+ Columna de Eduardo Coronel Chiu, publicada en Diario AZ Xalapa y Veracruz
Zona Centro
Eduardo Coronel Chiu - 2014-10-17
Impactado el proceso para la elección de diputados federales que se celebrará el 7 de junio de 2015 por la reaparición de evidencias de penetración de la delincuencia en la política –que actualizo con alarma el caso de Guerrero- junto con los primeros acuerdos del calendario electoral, tanto el árbitro y organizador, el INE, como los partidos políticos retomaron esta semana el tema del blindaje de sus candidatos.

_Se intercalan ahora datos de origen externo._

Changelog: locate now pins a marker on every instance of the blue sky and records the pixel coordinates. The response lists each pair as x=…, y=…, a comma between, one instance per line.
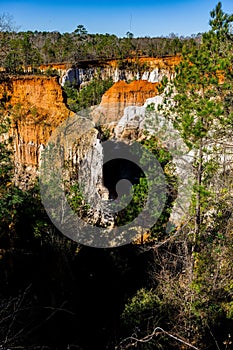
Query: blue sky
x=142, y=18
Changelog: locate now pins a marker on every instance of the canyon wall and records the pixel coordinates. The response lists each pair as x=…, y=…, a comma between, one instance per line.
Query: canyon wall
x=36, y=106
x=144, y=68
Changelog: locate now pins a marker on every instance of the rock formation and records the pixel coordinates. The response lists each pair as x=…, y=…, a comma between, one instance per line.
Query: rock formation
x=36, y=106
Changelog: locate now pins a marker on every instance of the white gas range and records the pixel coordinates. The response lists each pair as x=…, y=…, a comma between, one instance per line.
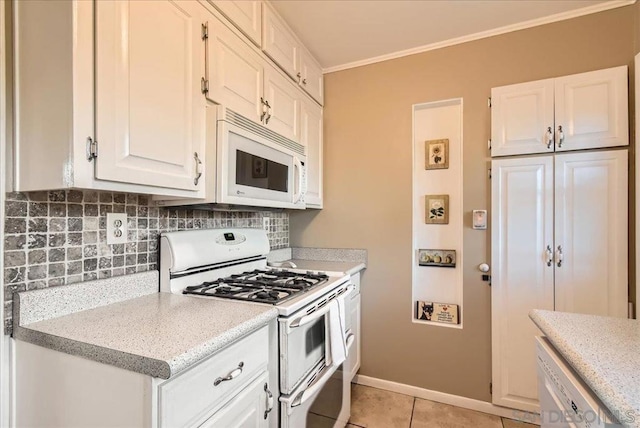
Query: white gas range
x=312, y=334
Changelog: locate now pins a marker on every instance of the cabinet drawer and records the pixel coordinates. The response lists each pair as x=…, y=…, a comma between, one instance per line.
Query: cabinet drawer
x=193, y=395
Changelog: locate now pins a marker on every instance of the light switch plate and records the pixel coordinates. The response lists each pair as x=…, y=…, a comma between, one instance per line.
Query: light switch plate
x=479, y=219
x=116, y=228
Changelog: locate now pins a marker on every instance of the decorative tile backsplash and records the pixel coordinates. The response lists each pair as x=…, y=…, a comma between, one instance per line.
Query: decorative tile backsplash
x=59, y=237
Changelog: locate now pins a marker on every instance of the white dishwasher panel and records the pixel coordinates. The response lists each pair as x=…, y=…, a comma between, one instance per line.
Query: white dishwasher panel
x=565, y=400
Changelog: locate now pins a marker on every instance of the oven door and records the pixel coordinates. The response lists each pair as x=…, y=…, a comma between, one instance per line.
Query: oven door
x=323, y=400
x=252, y=170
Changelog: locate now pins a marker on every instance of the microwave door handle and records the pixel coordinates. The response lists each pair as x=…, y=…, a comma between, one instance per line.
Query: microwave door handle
x=298, y=193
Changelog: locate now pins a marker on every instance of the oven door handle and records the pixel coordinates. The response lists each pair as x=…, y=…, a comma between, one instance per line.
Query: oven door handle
x=299, y=322
x=310, y=392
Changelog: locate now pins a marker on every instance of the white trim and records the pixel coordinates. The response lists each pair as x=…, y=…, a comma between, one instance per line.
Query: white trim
x=5, y=378
x=637, y=160
x=442, y=397
x=600, y=7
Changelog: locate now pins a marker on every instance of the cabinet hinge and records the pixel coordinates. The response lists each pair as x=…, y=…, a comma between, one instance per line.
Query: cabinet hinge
x=92, y=149
x=205, y=31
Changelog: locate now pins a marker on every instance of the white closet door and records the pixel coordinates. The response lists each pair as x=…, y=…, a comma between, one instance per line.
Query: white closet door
x=592, y=109
x=522, y=118
x=591, y=233
x=149, y=109
x=522, y=228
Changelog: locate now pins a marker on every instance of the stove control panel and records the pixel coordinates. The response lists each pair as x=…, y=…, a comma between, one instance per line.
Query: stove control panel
x=230, y=238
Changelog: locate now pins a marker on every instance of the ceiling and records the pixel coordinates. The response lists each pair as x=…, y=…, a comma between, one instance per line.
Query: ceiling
x=347, y=33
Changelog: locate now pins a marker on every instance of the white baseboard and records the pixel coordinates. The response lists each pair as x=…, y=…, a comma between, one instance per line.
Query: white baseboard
x=441, y=397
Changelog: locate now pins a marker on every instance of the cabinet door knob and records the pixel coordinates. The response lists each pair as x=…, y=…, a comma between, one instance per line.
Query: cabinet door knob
x=560, y=136
x=198, y=172
x=559, y=256
x=549, y=137
x=549, y=255
x=232, y=375
x=269, y=400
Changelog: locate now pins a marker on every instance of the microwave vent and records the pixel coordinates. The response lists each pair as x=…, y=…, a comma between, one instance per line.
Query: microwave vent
x=239, y=120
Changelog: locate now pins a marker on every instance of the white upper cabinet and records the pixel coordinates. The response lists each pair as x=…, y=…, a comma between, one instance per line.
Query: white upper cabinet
x=281, y=44
x=581, y=111
x=311, y=132
x=244, y=82
x=591, y=233
x=310, y=76
x=236, y=72
x=149, y=109
x=283, y=109
x=246, y=15
x=592, y=110
x=124, y=74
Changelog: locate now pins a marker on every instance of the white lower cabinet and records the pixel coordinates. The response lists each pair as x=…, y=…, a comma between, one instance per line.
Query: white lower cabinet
x=353, y=360
x=559, y=242
x=248, y=409
x=236, y=387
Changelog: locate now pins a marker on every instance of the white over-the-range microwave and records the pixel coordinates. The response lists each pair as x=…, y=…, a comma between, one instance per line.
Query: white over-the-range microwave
x=247, y=164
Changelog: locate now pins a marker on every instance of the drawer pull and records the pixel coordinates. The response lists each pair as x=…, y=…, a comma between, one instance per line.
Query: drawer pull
x=232, y=375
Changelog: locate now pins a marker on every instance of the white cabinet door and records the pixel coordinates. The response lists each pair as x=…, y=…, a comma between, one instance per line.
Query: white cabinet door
x=311, y=138
x=245, y=410
x=592, y=110
x=279, y=43
x=246, y=15
x=591, y=233
x=311, y=79
x=521, y=242
x=149, y=108
x=522, y=118
x=283, y=100
x=236, y=72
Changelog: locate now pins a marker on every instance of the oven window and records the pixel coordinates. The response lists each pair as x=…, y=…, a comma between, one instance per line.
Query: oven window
x=262, y=173
x=315, y=337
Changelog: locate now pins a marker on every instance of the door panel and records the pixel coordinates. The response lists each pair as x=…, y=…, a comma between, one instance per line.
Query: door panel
x=592, y=109
x=235, y=72
x=149, y=110
x=284, y=101
x=521, y=116
x=522, y=228
x=591, y=229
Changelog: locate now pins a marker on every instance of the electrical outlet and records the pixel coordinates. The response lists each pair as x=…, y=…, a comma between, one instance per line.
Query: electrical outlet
x=116, y=228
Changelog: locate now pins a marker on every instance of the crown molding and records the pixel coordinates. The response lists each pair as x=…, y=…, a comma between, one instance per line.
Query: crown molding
x=600, y=7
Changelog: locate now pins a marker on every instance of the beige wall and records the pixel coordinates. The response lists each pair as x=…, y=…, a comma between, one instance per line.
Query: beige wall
x=368, y=177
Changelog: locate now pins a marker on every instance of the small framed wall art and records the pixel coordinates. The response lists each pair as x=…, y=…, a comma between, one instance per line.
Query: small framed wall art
x=436, y=154
x=436, y=209
x=439, y=258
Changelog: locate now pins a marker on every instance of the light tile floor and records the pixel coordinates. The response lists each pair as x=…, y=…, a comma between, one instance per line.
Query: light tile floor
x=377, y=408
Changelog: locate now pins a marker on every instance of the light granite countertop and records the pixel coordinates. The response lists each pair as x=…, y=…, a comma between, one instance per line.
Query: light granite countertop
x=605, y=352
x=349, y=268
x=158, y=334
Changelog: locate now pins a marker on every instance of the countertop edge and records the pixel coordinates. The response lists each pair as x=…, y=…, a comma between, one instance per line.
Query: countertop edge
x=600, y=385
x=140, y=363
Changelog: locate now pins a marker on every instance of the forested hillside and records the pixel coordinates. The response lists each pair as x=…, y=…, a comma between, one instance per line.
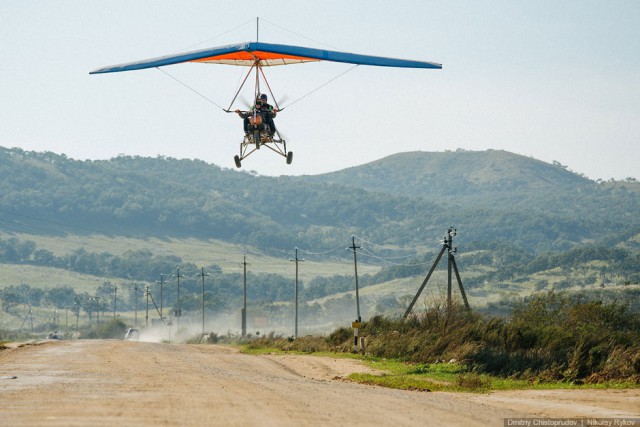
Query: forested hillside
x=524, y=226
x=403, y=200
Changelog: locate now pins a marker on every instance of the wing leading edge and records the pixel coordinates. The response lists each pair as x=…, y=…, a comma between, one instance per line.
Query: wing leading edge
x=269, y=54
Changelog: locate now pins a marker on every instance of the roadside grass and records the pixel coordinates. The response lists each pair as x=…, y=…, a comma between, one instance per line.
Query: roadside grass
x=449, y=377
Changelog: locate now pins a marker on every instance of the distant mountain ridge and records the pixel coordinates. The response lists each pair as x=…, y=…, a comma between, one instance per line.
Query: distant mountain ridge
x=449, y=174
x=400, y=200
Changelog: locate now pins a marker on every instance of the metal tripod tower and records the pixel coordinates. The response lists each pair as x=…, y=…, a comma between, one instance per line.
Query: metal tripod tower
x=447, y=245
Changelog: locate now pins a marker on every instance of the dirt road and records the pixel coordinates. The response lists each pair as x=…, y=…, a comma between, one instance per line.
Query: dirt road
x=118, y=383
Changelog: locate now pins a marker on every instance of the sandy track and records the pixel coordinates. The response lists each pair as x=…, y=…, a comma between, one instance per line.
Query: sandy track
x=98, y=382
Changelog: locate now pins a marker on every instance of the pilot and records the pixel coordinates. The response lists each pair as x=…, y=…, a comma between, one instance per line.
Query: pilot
x=266, y=111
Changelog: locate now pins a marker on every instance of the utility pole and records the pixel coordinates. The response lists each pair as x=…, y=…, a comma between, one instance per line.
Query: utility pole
x=244, y=295
x=97, y=310
x=161, y=283
x=202, y=275
x=178, y=311
x=297, y=260
x=146, y=316
x=115, y=294
x=135, y=321
x=353, y=247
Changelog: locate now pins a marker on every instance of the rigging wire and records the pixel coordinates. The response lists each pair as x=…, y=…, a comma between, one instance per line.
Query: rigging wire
x=319, y=87
x=190, y=88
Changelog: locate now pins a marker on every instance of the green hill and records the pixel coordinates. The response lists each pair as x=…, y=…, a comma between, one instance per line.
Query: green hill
x=524, y=225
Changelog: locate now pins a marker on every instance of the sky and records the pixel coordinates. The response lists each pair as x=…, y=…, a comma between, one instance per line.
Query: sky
x=552, y=80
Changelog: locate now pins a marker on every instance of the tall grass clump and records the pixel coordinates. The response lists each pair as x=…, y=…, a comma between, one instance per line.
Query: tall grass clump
x=551, y=337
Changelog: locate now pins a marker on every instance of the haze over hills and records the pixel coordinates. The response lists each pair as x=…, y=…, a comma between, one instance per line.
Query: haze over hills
x=523, y=225
x=402, y=200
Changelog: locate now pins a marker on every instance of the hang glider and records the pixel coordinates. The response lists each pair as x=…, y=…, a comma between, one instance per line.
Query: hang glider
x=266, y=55
x=259, y=127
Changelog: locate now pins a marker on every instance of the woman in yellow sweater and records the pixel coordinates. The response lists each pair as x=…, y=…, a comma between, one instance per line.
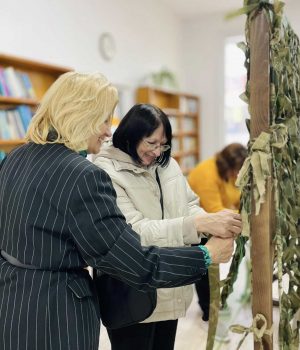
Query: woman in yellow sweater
x=213, y=180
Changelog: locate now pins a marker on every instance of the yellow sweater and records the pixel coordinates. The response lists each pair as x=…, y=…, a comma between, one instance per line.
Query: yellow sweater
x=215, y=194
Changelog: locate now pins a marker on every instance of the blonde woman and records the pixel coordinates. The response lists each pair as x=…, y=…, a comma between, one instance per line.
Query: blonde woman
x=58, y=214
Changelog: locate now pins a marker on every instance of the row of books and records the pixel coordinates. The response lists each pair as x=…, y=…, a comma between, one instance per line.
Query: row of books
x=2, y=156
x=15, y=83
x=14, y=122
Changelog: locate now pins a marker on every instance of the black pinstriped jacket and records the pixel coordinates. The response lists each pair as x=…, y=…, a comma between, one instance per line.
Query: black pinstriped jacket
x=58, y=214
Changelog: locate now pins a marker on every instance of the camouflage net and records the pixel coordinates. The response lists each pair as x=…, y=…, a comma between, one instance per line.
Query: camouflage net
x=281, y=144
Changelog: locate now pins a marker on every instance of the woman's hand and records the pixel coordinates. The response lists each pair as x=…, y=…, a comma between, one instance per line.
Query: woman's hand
x=220, y=249
x=225, y=223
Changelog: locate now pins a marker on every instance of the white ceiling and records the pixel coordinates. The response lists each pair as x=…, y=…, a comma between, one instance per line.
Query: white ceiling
x=192, y=8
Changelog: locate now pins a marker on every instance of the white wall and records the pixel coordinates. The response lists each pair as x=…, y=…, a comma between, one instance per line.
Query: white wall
x=148, y=36
x=66, y=32
x=203, y=46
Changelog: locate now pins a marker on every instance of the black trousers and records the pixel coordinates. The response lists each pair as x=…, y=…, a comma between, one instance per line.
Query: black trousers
x=144, y=336
x=202, y=289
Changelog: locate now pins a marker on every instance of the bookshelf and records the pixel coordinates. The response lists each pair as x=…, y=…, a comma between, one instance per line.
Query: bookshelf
x=39, y=75
x=183, y=112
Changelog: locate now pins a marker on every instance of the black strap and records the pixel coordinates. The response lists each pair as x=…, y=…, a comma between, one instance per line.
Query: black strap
x=161, y=195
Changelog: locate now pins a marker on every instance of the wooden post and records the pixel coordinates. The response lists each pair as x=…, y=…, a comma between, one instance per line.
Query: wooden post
x=262, y=224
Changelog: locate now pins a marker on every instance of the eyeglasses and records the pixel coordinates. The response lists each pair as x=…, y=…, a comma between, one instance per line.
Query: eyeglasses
x=154, y=146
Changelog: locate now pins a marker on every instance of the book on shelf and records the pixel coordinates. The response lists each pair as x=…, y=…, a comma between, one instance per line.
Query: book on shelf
x=189, y=124
x=4, y=90
x=189, y=143
x=14, y=122
x=25, y=115
x=4, y=128
x=12, y=125
x=2, y=155
x=15, y=83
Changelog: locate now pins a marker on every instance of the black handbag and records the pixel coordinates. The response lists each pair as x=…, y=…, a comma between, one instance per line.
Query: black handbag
x=122, y=305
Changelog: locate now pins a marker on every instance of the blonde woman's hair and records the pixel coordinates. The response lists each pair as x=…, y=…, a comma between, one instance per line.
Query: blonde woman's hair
x=73, y=109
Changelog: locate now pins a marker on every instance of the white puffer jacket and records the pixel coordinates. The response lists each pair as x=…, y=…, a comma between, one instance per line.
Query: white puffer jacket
x=138, y=197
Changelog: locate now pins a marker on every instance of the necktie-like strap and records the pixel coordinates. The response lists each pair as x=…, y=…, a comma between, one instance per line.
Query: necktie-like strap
x=258, y=333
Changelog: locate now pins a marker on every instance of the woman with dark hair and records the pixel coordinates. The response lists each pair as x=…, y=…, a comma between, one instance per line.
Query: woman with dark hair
x=213, y=180
x=156, y=200
x=58, y=215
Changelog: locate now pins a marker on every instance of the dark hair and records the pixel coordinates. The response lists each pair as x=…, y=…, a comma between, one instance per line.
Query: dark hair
x=139, y=122
x=230, y=158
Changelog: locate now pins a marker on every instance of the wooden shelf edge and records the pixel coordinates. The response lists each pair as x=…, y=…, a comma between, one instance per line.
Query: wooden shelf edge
x=180, y=154
x=10, y=100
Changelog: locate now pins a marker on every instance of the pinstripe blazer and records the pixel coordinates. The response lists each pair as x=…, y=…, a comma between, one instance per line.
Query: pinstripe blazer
x=58, y=214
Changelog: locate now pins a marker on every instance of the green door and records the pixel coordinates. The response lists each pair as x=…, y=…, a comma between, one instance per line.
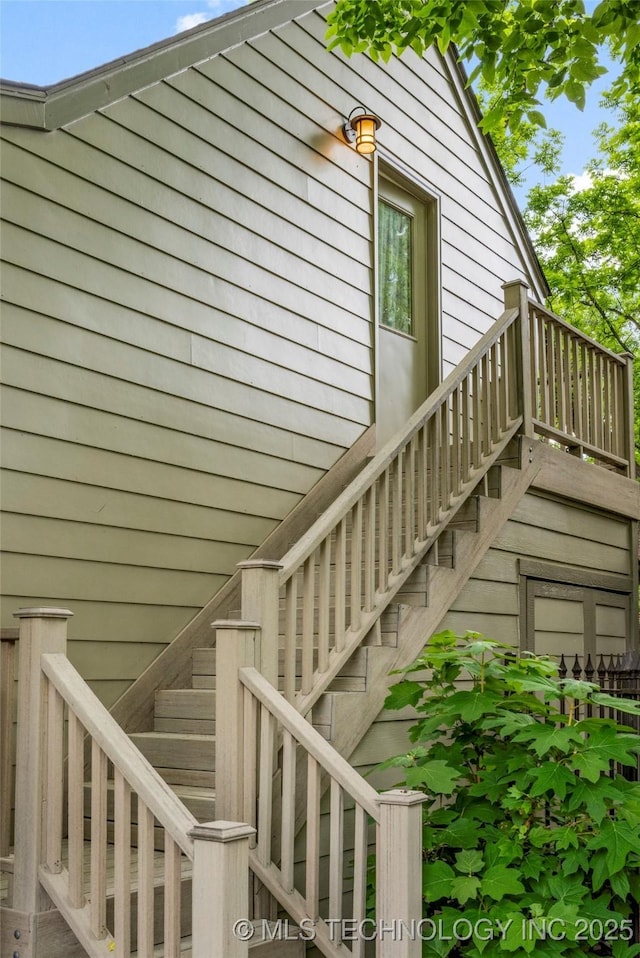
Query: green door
x=408, y=359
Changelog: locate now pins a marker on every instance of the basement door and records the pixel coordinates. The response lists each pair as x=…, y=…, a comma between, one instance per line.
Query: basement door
x=408, y=354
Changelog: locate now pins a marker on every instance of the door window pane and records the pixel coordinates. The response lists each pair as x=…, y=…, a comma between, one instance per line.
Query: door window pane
x=395, y=267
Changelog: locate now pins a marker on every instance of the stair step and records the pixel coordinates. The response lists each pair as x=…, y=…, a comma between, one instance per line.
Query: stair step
x=185, y=710
x=181, y=759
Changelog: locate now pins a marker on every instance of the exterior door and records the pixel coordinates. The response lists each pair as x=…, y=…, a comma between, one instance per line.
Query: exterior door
x=408, y=356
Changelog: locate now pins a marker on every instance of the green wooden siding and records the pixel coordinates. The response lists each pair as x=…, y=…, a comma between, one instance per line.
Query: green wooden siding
x=188, y=321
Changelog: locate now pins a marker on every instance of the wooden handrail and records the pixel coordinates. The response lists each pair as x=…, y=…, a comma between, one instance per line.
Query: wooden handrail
x=385, y=521
x=306, y=761
x=141, y=776
x=312, y=742
x=582, y=392
x=8, y=639
x=577, y=333
x=306, y=545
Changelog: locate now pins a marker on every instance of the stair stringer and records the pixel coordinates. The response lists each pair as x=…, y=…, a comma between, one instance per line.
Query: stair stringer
x=352, y=713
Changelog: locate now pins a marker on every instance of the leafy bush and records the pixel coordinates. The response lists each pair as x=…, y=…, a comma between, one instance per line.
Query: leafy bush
x=532, y=842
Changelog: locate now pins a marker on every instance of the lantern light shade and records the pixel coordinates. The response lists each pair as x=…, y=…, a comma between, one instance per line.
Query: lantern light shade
x=361, y=128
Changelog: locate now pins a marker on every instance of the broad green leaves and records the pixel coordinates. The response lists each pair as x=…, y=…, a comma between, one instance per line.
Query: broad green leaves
x=526, y=47
x=533, y=829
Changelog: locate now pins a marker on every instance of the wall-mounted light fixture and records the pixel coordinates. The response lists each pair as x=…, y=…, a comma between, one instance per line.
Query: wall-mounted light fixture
x=361, y=127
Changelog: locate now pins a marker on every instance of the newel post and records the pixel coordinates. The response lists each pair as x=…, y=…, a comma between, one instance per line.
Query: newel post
x=41, y=631
x=261, y=603
x=516, y=296
x=236, y=648
x=399, y=873
x=220, y=905
x=629, y=414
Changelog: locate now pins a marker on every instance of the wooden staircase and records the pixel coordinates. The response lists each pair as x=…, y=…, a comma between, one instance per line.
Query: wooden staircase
x=181, y=746
x=303, y=673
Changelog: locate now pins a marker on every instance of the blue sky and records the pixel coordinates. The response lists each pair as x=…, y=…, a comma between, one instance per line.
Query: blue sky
x=44, y=41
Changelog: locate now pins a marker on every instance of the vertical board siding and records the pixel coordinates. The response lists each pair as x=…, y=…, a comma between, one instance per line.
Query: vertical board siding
x=188, y=320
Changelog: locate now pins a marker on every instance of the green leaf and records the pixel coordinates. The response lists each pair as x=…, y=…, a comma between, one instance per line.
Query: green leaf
x=437, y=880
x=604, y=744
x=500, y=881
x=551, y=778
x=465, y=887
x=472, y=704
x=537, y=118
x=469, y=861
x=618, y=839
x=544, y=738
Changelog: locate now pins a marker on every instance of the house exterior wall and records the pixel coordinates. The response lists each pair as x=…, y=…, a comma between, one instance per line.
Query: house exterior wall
x=188, y=320
x=573, y=542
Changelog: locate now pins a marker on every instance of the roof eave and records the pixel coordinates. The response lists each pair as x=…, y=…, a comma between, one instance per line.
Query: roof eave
x=49, y=108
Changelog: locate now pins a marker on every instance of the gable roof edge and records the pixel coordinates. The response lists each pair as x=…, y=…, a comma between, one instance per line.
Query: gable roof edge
x=492, y=162
x=48, y=108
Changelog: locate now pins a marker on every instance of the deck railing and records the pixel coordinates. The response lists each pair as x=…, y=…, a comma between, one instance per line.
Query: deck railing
x=532, y=373
x=582, y=392
x=330, y=589
x=275, y=767
x=112, y=874
x=8, y=640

Aunque el nuevo marco jurídico derivado de la reforma político-electoral contiene disposiciones para impedir el ingreso de dinero de origen ilícito en la campañas electorales y un régimen de sanciones administrativas y penales para tales hechos, los mismos actores políticos e institucionales los encuentren insuficientes, de ahí que estén surgiendo propuestas para mejorar el filtro y evitar que la penetración de los intereses ilegales se descubran a toro pasado, y eso, si alguna vez circunstancialmente salen a la luz pública.
En el curso del proceso electoral hay algunas reglas previstas para evitar o identificar movimientos ilegales de dinero; las prohibiciones a partidos y candidatos de manejar dinero en efectivo y la obligación de usar cuentas bancarias en las que registren la totalidad de ingresos y pagos con cheques o transferencias; la fiscalización de la contabilidad partidista en línea y la participación de la unidad de inteligencia financiera en apoyo al Instituto Nacional Electoral que reportaría operaciones inusuales; pero esos controles podrían ser insuficientes por la dimensión del proceso electoral y la dificultad de detectar precisamente operaciones y nexos que se quieren esconder. Pueden detectar lo que tiene registrado, principalmente el financiamiento público, que por sus características de ingreso y comprobación obligada puede tener un seguimiento, pero lo que no deja huella ( aparente), como la mayor parte del dinero electoral que se mueve por fuera, ¿cómo lo encuentra?, además ¿cómo lo conectan con una procedencia ilícita?
CANDIDATOS A LA BÁSCULA
Por ello, otra villa del blindaje apunta la certificación de los candidatos, que tampoco está fácil. Para empezar, el INE se ha zafado de exigir más requisitos y verificaciones a los candidatos que los establecidos en la Constitución y en la ley, lo que es congruente con el principio de legalidad, pero con datos generales de registro de candidatos es prácticamente imposible identificar si hay o no vínculos delictivos.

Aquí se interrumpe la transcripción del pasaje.